[RFC 0/6] rework sched_domain topology description

Vincent Guittot vincent.guittot at linaro.org
Wed Mar 12 09:47:28 EDT 2014


On 12 March 2014 14:28, Dietmar Eggemann <dietmar.eggemann at arm.com> wrote:
> On 11/03/14 13:17, Peter Zijlstra wrote:
>> On Sat, Mar 08, 2014 at 12:40:58PM +0000, Dietmar Eggemann wrote:
>>>>
>>>> I don't have a strong opinion about using or not a cpu argument for
>>>> setting the flags of a level (it was part of the initial proposal
>>>> before we start to completely rework the build of sched_domain)
>>>> Nevertheless, I see one potential concern that you can have completely
>>>> different flags configuration of the same sd level of 2 cpus.
>>>
>>> Could you elaborate a little bit further regarding the last sentence? Do you
>>> think that those completely different flags configuration would make it
>>> impossible, that the load-balance code could work at all at this sd?
>>
>> So a problem with such an interfaces is that is makes it far too easy to
>> generate completely broken domains.
>
> I see the point.
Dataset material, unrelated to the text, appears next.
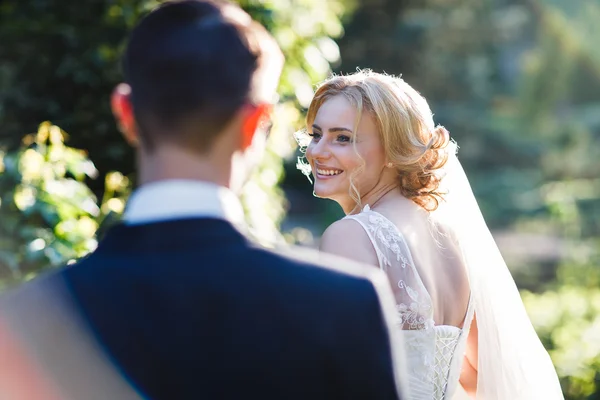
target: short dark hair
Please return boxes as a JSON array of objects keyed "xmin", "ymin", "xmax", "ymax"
[{"xmin": 123, "ymin": 0, "xmax": 282, "ymax": 152}]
What I'm still struggling with is to understand why
> this interface is worse then the one where we set-up additional,
> adjacent sd levels with new cpu_foo_mask functions plus different static
> sd-flags configurations and rely on the sd degenerate functionality in
> the core scheduler to fold these levels together to achieve different
> per cpu sd flags configurations.

The main difference is that all CPUs has got the same levels at the
initial state and then the degenerate sequence can decide that it's
worth removing a level and if it will not create unsuable domains.

>
> IMHO, exposing struct sched_domain_topology_level bar_topology[] to the
> arch is the reason why the core scheduler has to check if the arch
> provides a sane sd setup in both cases.
>
>>
>> You can, for two cpus in the same domain provide, different flags; such
>> a configuration doesn't make any sense at all.
>>
>> Now I see why people would like to have this; but unless we can make it
>> robust I'd be very hesitant to go this route.
>>
>
> By making it robust, I guess you mean that the core scheduler has to
> check that the provided set-ups are sane, something like the following
> code snippet in sd_init()
>
> if (WARN_ONCE(tl->sd_flags & ~TOPOLOGY_SD_FLAGS,
>                 "wrong sd_flags in topology description\n"))
>         tl->sd_flags &= ~TOPOLOGY_SD_FLAGS;
>
> but for per cpu set-up's.
> Obviously, this check has to be in sync with the usage of these flags in
> the core scheduler algorithms. This comprises probably that a subset of
> these topology sd flags has to be set for all cpus in a sd level whereas
> other can be set only for some cpus.